Non est factum in the 21st Century

28 Jun 2012
Alasdair Taylor

Pottering around in some of the dustier corners of the law of contract this morning, I happened on the doctrine of non est factum (“it is not my deed”), a species of mistake I haven’t given any thought to since law school. The doctrine was developed by the English courts to protect those who signed legal documents mistakenly.  Where the doctrine applies, a person who mistakenly signs a contract or deed is not bound thereby.

The classic situation involves a blind person who executes a document after it had been incorrectly read to him or her.  As well as the blind, the doctrine may protect anyone who – through no fault of their own –  has no understanding of the meaning and effects of a document: the ill, the infirm, those of low intelligence, the seriously under-educated, and those unable to understand the language of the document.

In addition, the doctrine may protect those who have been tricked.  In one case, it applied where man signed some promissory notes on the basis of a fraudulent misrepresentation that he was witnessing rather than executing them.

The doctrine is rather limited in scope, and rarely appears in the law reports. It won’t protect a negligent or careless signatory, nor one who makes non-fundamental mistake about the nature of the document that he or she is signing.  In most cases simple ignorance about the contents of the document will not bring the doctrine into play.

Non est factum has its roots in the late Sixteenth Century.  But how might it apply to contracts made over the internet?  I think there are a few different issues.
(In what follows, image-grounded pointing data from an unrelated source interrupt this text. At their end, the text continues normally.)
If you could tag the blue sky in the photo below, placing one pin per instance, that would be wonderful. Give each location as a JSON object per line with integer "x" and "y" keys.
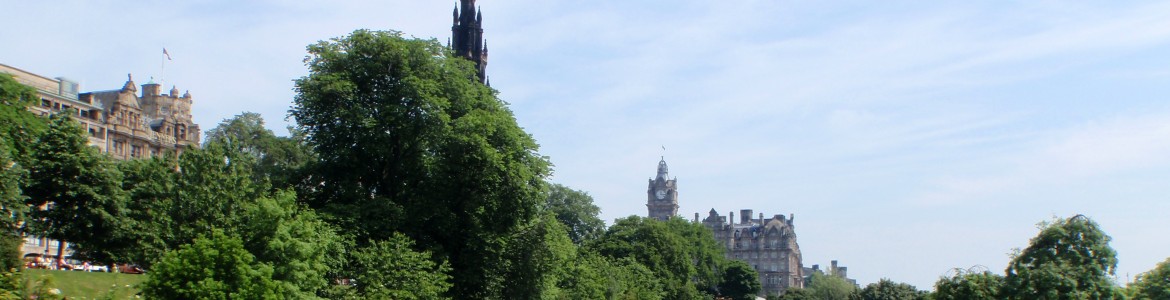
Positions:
{"x": 907, "y": 137}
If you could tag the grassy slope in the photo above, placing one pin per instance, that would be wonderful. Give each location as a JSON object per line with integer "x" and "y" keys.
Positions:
{"x": 89, "y": 285}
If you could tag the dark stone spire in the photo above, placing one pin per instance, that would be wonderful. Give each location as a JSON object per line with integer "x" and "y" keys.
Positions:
{"x": 467, "y": 36}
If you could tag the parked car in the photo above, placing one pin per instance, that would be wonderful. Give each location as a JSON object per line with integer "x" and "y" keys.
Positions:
{"x": 130, "y": 270}
{"x": 78, "y": 265}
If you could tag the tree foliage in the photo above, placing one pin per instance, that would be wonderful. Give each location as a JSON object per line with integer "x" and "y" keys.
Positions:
{"x": 576, "y": 210}
{"x": 830, "y": 287}
{"x": 1068, "y": 259}
{"x": 391, "y": 270}
{"x": 888, "y": 290}
{"x": 213, "y": 267}
{"x": 969, "y": 286}
{"x": 276, "y": 159}
{"x": 408, "y": 143}
{"x": 682, "y": 254}
{"x": 19, "y": 128}
{"x": 795, "y": 294}
{"x": 74, "y": 188}
{"x": 740, "y": 281}
{"x": 302, "y": 249}
{"x": 1154, "y": 284}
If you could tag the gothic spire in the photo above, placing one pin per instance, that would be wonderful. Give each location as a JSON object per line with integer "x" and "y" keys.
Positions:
{"x": 467, "y": 36}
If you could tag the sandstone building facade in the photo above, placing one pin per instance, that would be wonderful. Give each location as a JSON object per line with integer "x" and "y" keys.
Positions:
{"x": 121, "y": 122}
{"x": 768, "y": 245}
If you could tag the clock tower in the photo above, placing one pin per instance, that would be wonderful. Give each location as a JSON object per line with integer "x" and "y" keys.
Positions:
{"x": 662, "y": 195}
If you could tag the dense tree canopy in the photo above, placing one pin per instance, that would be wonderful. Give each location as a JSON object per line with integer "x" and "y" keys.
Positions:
{"x": 740, "y": 281}
{"x": 407, "y": 142}
{"x": 1068, "y": 259}
{"x": 576, "y": 210}
{"x": 969, "y": 286}
{"x": 830, "y": 287}
{"x": 685, "y": 256}
{"x": 74, "y": 188}
{"x": 212, "y": 267}
{"x": 19, "y": 128}
{"x": 277, "y": 159}
{"x": 888, "y": 290}
{"x": 391, "y": 270}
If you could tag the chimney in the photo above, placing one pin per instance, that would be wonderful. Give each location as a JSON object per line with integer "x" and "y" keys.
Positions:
{"x": 150, "y": 89}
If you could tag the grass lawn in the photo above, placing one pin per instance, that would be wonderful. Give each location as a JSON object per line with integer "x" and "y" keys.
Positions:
{"x": 90, "y": 285}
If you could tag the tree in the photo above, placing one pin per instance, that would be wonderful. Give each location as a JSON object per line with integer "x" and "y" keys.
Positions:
{"x": 280, "y": 161}
{"x": 74, "y": 188}
{"x": 212, "y": 267}
{"x": 969, "y": 286}
{"x": 391, "y": 270}
{"x": 1154, "y": 284}
{"x": 1068, "y": 259}
{"x": 888, "y": 290}
{"x": 682, "y": 254}
{"x": 301, "y": 247}
{"x": 830, "y": 287}
{"x": 795, "y": 294}
{"x": 19, "y": 128}
{"x": 12, "y": 211}
{"x": 740, "y": 281}
{"x": 408, "y": 143}
{"x": 176, "y": 200}
{"x": 539, "y": 253}
{"x": 576, "y": 210}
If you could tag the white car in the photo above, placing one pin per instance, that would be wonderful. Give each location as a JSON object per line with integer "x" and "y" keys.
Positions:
{"x": 77, "y": 265}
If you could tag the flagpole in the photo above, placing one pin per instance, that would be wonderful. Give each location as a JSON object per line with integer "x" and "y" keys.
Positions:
{"x": 162, "y": 70}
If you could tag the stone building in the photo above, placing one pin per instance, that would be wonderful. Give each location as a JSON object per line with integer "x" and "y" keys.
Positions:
{"x": 768, "y": 245}
{"x": 467, "y": 38}
{"x": 832, "y": 271}
{"x": 61, "y": 94}
{"x": 662, "y": 195}
{"x": 118, "y": 122}
{"x": 148, "y": 124}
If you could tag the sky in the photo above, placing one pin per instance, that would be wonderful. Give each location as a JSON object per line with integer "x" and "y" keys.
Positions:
{"x": 906, "y": 137}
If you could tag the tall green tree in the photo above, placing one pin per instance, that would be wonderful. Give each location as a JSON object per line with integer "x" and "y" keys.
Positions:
{"x": 215, "y": 266}
{"x": 277, "y": 159}
{"x": 969, "y": 286}
{"x": 391, "y": 270}
{"x": 1154, "y": 284}
{"x": 407, "y": 142}
{"x": 740, "y": 281}
{"x": 830, "y": 287}
{"x": 888, "y": 290}
{"x": 19, "y": 128}
{"x": 75, "y": 190}
{"x": 538, "y": 256}
{"x": 576, "y": 210}
{"x": 1068, "y": 259}
{"x": 302, "y": 249}
{"x": 795, "y": 294}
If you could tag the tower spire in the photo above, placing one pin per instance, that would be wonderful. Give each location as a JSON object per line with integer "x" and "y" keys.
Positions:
{"x": 467, "y": 36}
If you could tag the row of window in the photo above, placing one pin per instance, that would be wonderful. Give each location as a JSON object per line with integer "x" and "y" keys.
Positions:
{"x": 81, "y": 111}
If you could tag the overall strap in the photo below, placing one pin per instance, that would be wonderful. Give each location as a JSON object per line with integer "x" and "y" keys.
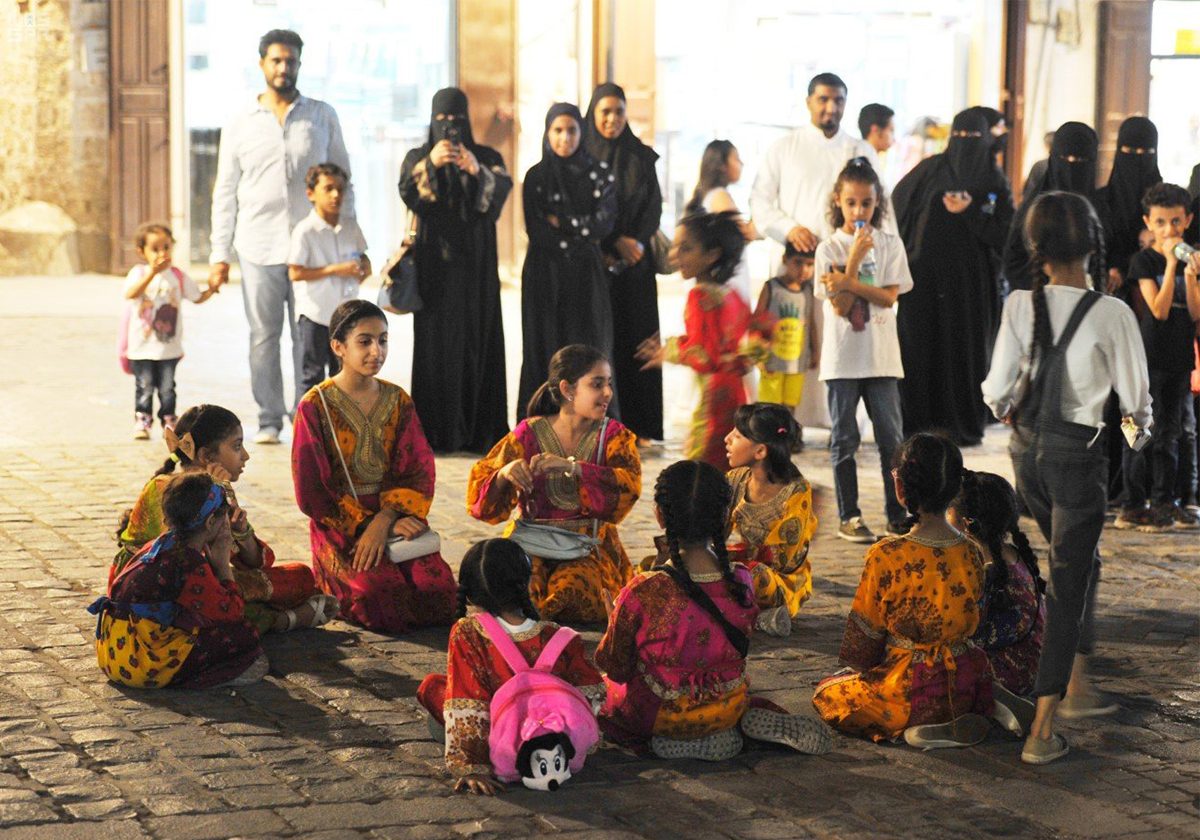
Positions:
{"x": 555, "y": 648}
{"x": 503, "y": 642}
{"x": 1045, "y": 391}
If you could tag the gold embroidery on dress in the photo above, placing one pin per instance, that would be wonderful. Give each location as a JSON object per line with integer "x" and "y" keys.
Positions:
{"x": 369, "y": 460}
{"x": 563, "y": 492}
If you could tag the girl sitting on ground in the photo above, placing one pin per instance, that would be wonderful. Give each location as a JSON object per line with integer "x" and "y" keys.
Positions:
{"x": 772, "y": 522}
{"x": 364, "y": 475}
{"x": 570, "y": 467}
{"x": 913, "y": 670}
{"x": 1014, "y": 621}
{"x": 209, "y": 439}
{"x": 495, "y": 580}
{"x": 174, "y": 615}
{"x": 675, "y": 652}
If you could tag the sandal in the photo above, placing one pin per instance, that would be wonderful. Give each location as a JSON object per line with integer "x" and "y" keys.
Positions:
{"x": 324, "y": 610}
{"x": 1044, "y": 750}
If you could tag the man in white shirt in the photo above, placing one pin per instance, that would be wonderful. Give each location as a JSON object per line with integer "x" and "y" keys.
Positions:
{"x": 257, "y": 199}
{"x": 790, "y": 199}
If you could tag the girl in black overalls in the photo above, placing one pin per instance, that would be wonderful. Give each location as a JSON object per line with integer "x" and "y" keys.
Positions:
{"x": 1057, "y": 448}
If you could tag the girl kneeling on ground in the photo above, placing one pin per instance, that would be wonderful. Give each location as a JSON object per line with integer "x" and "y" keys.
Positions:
{"x": 174, "y": 615}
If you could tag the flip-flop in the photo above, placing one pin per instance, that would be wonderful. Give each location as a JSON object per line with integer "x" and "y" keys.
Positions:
{"x": 1044, "y": 750}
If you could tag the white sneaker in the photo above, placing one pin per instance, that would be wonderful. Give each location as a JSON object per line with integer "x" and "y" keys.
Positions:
{"x": 268, "y": 436}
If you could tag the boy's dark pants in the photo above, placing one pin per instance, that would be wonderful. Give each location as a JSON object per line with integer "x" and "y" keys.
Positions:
{"x": 150, "y": 376}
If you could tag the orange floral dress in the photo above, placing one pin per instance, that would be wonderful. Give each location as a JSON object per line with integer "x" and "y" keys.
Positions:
{"x": 772, "y": 539}
{"x": 567, "y": 591}
{"x": 907, "y": 641}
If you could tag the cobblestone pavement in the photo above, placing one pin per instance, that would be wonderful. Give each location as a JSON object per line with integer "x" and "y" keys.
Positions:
{"x": 331, "y": 744}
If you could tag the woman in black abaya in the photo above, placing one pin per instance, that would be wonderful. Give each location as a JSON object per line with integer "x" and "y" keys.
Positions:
{"x": 953, "y": 211}
{"x": 457, "y": 189}
{"x": 1071, "y": 168}
{"x": 627, "y": 250}
{"x": 570, "y": 207}
{"x": 1134, "y": 171}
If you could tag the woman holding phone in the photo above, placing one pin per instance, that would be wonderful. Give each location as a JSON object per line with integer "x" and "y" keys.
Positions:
{"x": 954, "y": 210}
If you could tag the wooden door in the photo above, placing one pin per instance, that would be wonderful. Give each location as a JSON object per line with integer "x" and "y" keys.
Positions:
{"x": 139, "y": 138}
{"x": 1122, "y": 72}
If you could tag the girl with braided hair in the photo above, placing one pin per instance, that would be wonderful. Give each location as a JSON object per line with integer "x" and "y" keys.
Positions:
{"x": 772, "y": 521}
{"x": 493, "y": 579}
{"x": 208, "y": 438}
{"x": 707, "y": 247}
{"x": 675, "y": 652}
{"x": 913, "y": 670}
{"x": 1062, "y": 348}
{"x": 1014, "y": 621}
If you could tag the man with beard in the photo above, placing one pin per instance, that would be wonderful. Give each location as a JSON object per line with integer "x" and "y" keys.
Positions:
{"x": 258, "y": 198}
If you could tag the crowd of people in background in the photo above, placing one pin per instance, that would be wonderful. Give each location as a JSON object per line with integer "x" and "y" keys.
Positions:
{"x": 939, "y": 305}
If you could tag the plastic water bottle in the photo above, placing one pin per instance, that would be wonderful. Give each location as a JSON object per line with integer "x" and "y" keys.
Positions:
{"x": 867, "y": 268}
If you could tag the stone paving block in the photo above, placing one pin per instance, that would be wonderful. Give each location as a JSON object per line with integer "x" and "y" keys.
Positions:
{"x": 219, "y": 826}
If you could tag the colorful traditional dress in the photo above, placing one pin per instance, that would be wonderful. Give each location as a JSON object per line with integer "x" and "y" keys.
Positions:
{"x": 772, "y": 539}
{"x": 909, "y": 640}
{"x": 391, "y": 466}
{"x": 567, "y": 591}
{"x": 715, "y": 322}
{"x": 265, "y": 588}
{"x": 169, "y": 621}
{"x": 1011, "y": 633}
{"x": 475, "y": 670}
{"x": 669, "y": 666}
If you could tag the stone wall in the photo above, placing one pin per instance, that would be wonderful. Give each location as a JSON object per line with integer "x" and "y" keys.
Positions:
{"x": 54, "y": 124}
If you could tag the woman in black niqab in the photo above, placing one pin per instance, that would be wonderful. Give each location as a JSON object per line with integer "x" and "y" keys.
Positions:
{"x": 570, "y": 207}
{"x": 459, "y": 384}
{"x": 1071, "y": 168}
{"x": 1134, "y": 171}
{"x": 953, "y": 211}
{"x": 627, "y": 252}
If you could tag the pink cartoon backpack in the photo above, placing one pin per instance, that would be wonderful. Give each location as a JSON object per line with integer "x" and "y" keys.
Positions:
{"x": 543, "y": 727}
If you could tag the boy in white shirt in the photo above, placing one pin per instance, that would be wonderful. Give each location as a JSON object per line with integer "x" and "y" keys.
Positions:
{"x": 154, "y": 337}
{"x": 863, "y": 270}
{"x": 327, "y": 261}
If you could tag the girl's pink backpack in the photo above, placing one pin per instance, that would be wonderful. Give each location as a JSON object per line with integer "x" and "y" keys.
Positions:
{"x": 533, "y": 709}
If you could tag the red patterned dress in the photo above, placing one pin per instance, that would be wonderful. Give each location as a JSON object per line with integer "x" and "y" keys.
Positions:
{"x": 475, "y": 670}
{"x": 715, "y": 321}
{"x": 391, "y": 466}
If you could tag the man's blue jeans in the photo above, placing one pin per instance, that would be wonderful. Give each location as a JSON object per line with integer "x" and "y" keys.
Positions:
{"x": 268, "y": 297}
{"x": 882, "y": 399}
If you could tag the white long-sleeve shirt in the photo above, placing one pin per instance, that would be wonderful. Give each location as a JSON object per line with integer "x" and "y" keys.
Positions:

First, it’s not uncommon practice to summarise the terms of an internet contract, to help users understand what they are signing up to.  It’s conceivable that the doctrine might apply where there is a grossly misleading summary of the terms – one amounting to a fraudulent misrepresentation.  A summary that merely skipped some important feature(s) of the contract would not, I’m think, have the same effect.

Second, users who suffer from some disability that inhibits access to terms and conditions may be able to rely upon the doctrine, particularly where the website operator has not made the document accessible to disabled users.  Yet another argument – if one were needed – for  ensuring that your websites meet accessibility standards.

Third, those users who are inherently unable to understand the implications of signing up to a document online, whatever the reason, may not be bound thereby.  There will be cross-over here with the rules on mental capacity.  There’s not a great deal an operator can do about this possibility.

Fourth, the internet is international, and a document that is not in a language known to the user might also be subject to the doctrine. I would speculate that the doctrine would only stretch this far where the user is unable to appreciate the possible implications of signing-up to a foreign language document, and might therefore fall under the above category in any event.

This is all, of course, speculation. If you know of any actual cases where the non est factum doctrine has been applied to a contract entered into online, please let me know.


Non Est Factum has lots of manifestations.
Maxim: Actus me invito factus, non est meus actus. An act done by me against my will, is not my act. So, contracts signed under force, threat, coersion, ignorance, etc are void or voidable.
He who does not claim his rights, has none. Non Est Factum is a claim, or potential claim, ex post facto.